New Report Reveals Similar Trends in Student Loan Borrowing and Default Across Community Colleges in Three States
Report recommends federal, state, and college policies to improve student outcomes
Association of Community College Trustees (ACCT) today issued a new report that examines trends in federal
student loan borrowing and default in Kentucky and Louisiana’s community
college systems. The report compares repayment trends in these states to ACCT’s
prior research in Iowa, which was
published in 2015.
Lost in the Trillion: A Three-State Comparison of Community College Borrowing and Default reveals surprising similarities, with some notable differences, in how community college students use federal debt repayment interventions. The report also expands the analyses performed in prior research by adding an examination of borrowers’ incomes. Primary findings include:
- Student loan default rates among Louisiana and Kentucky community college students are concentrated among borrowers who hold low loan balances, a finding consistent with the Iowa cohort.

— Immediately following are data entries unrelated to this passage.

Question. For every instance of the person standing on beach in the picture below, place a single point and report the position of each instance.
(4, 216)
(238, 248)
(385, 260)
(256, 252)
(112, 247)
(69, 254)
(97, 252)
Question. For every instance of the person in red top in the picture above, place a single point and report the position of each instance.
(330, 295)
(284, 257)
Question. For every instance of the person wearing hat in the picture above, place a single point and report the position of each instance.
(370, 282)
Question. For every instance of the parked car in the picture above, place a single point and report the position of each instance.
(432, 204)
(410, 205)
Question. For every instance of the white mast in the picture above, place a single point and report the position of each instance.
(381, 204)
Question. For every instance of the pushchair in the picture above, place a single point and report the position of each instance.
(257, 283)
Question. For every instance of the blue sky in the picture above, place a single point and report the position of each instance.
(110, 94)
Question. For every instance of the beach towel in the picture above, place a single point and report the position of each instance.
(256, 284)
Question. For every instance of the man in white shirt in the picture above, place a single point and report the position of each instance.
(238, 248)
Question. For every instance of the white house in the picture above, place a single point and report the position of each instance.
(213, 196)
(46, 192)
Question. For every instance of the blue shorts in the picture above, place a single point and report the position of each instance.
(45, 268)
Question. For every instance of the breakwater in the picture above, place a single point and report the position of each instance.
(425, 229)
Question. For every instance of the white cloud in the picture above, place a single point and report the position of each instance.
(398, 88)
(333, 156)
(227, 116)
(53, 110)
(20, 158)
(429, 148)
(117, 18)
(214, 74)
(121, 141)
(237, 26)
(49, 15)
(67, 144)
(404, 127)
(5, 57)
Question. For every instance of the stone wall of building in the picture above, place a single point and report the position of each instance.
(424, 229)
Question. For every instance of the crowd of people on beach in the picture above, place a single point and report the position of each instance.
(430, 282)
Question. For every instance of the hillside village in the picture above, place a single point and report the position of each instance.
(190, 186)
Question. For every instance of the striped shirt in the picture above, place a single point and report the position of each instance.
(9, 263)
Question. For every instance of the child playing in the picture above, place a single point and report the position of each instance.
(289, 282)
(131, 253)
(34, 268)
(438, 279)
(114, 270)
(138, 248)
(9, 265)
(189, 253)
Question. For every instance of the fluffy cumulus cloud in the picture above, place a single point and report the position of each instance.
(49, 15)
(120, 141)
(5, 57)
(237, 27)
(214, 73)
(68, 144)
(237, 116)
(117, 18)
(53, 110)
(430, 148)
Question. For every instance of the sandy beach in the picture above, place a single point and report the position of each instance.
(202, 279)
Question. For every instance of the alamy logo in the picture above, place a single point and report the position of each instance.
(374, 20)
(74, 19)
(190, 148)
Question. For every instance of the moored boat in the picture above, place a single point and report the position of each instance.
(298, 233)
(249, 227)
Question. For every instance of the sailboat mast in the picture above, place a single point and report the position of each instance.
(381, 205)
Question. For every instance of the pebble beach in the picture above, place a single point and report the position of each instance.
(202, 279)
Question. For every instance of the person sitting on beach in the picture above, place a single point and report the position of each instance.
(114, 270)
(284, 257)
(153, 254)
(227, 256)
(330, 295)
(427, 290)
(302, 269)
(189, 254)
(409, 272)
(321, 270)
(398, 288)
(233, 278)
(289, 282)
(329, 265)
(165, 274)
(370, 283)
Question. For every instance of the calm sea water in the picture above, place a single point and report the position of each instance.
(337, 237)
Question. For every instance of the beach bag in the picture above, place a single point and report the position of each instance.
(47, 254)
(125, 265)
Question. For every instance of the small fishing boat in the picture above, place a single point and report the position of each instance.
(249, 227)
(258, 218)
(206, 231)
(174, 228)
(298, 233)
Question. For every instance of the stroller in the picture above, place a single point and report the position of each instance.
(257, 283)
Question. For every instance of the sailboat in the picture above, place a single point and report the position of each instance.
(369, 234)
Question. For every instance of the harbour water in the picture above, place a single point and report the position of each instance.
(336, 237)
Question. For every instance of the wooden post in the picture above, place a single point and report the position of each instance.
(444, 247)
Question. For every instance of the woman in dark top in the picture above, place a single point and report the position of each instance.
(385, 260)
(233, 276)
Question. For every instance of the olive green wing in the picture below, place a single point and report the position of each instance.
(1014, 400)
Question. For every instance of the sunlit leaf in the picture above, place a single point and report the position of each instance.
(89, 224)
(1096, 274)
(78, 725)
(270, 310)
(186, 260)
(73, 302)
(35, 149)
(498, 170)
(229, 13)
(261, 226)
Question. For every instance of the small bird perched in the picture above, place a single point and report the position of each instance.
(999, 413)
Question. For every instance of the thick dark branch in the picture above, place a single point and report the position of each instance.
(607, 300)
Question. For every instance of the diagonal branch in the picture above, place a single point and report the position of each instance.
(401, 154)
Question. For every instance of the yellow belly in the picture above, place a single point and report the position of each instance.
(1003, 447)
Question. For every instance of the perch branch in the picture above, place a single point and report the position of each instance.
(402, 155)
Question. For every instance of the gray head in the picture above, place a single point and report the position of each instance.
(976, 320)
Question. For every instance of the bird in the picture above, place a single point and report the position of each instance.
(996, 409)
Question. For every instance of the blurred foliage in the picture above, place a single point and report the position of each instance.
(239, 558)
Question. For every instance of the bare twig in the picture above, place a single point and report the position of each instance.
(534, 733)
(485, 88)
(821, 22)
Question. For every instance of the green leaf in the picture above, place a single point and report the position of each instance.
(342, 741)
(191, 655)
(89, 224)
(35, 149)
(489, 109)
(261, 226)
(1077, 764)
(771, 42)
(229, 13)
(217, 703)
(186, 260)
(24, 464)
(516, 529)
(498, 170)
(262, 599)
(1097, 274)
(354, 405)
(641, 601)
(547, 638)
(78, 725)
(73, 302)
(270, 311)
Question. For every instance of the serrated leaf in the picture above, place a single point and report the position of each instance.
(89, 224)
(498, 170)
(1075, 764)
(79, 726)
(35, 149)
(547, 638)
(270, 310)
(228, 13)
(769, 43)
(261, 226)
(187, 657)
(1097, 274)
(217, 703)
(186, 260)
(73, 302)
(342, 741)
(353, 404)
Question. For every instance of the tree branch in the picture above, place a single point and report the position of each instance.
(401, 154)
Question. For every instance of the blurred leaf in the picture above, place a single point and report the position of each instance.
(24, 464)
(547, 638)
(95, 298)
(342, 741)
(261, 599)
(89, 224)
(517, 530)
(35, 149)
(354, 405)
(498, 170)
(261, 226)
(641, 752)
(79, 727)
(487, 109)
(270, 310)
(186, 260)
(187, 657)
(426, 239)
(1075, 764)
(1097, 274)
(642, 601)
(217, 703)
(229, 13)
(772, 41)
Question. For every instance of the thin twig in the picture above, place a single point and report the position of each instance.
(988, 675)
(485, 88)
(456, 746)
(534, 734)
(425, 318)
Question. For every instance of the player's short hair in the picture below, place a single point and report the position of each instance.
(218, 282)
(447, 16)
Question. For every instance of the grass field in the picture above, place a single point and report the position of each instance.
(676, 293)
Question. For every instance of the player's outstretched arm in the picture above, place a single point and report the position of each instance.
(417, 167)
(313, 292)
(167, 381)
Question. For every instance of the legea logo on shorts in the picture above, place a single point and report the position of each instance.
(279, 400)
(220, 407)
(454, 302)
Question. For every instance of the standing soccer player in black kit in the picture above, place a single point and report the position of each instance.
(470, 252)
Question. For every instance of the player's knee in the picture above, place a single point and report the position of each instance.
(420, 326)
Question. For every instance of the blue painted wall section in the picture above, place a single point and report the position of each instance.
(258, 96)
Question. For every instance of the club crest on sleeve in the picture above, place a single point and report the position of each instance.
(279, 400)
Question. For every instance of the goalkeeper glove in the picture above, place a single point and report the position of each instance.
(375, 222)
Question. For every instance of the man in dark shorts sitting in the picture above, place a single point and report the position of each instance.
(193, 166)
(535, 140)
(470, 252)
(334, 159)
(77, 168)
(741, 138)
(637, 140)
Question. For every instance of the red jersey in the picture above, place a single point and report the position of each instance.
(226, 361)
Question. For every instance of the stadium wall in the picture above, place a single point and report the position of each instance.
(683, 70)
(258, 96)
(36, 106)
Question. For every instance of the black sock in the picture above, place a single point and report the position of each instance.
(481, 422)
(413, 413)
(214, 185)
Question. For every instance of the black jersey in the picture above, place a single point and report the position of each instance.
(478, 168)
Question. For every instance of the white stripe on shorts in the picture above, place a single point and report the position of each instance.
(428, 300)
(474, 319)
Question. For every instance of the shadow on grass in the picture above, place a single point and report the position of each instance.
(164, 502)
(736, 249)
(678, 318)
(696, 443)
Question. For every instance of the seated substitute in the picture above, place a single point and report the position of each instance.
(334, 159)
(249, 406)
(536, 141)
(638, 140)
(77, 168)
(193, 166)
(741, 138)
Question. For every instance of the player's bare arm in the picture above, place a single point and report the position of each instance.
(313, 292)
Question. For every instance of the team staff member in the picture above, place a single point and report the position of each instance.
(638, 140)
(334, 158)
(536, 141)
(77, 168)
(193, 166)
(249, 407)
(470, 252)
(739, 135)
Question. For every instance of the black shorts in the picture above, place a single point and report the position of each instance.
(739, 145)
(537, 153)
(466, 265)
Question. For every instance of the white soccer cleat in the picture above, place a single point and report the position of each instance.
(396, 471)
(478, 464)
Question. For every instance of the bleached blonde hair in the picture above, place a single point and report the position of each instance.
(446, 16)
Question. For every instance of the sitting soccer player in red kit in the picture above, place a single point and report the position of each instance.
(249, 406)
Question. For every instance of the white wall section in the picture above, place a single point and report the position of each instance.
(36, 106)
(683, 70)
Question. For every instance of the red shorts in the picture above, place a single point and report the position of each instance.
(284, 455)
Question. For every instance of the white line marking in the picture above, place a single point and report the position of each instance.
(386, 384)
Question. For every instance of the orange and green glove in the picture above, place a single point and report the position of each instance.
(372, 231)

- In Louisiana and Kentucky, more than twice as many borrowers in active repayment used income-driven plans.
- Forbearance rates were higher in Kentucky and Louisiana than in Iowa.
- In Louisiana, low-balance borrowers had the lowest median incomes of all borrowing groups.
The authors of Lost in the Trillion, ACCT policy analysts Colleen Campbell and Ivy Love, analyzed detailed data about borrowers at 21 community colleges throughout Kentucky and Louisiana who entered repayment in 2013. The authors were also able to access income data for the Louisiana cohort, which provided additional context to the economic situations of community college student loan borrowers. The FY2013 cohort default rate in Kentucky was 26.2 percent, compared with 19.9 percent in Louisiana; in the 2015 Iowa study, 18.5 percent of students had defaulted. Although the Iowa cohort entered repayment in 2011, Campbell and Love identified many similarities among the cohorts, including in the amount borrowed, loan statuses, and default rates.
“This new research report supports ACCT’s previous findings that low-balance borrowers are at the highest risk of student loan default,”said J. Noah Brown, president and CEO of ACCT. “We also see some limited, but interesting, data from students in Louisiana, showing that the students who borrow the least also have the lowest median earnings across all borrowing groups, which could contribute to high default rates. But until we see more comprehensive analyses from the federal government, we’ll remain in the dark about why students—and low-balance borrowers in particular, default.”
Federal policy recommendations included in Lost in the Trillion include:
· Simplify the repayment process.
· Improve borrowers’ repayment plan options.
· Consider new policies for borrowers with low balances.
· Improve the servicing environment with a focus on borrowers.
· Revise accountability metrics to include contextual factors.
· Improve transparency in the loan program.
“We were interested in learning more about our student borrowers,” said Dr. Monty Sullivan, President of the Louisiana Community and Technical College System. “We have made major changes across our system to ensure that our students are set up to be successful, and we believe that assessing our borrowers’ outcomes is a big piece of that puzzle.” Dr. Jay Box, President of the Kentucky Community and Technical College System, agreed: “Students come to our colleges seeking the opportunity to improve their lives, and our system is working hard to meet their needs.”
“We hope that policymakers and influencers will take these findings and recommendations into consideration,” Brown said. “With total student loan debt exceeding $1.2 trillion nationally, and with over seven million borrowers in default, our country can’t afford not to invest in reforms to curtail this dangerous and preventable trend.”